As a physical chemist that works on enzymes I think your chart potentially elucidates some of the mechanisms by which tobacco fermentation occurs. The narrow peak around 170 or 180 looks to me like a the temperature regime for optimizing a single particular fermentation pathway (i.e. a particular set of enzymes working together to change how the tobacco tastes), while the broader peak to the right looks like it could be facilitating fermentation via a variety of competing mechanisms, hence why this peak is significantly less localized.

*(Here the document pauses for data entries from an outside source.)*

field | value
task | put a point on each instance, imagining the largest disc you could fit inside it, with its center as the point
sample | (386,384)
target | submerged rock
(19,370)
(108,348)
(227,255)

I'd bet that baking your tobacco at 190 would yield a highly homogenous product, while baking at temperatures between 300 and 500 would all yield a gradient of different products (which may be difficult to replicate if your heated environment is prone to temperature fluctuations). It could be that 190 is targeted because of the desire for homogeneity in commercial tobacco (and this is clearly the most efficient process, which means spending less money on heat), or the flavors imparted by the higher temperature processes are undesirable.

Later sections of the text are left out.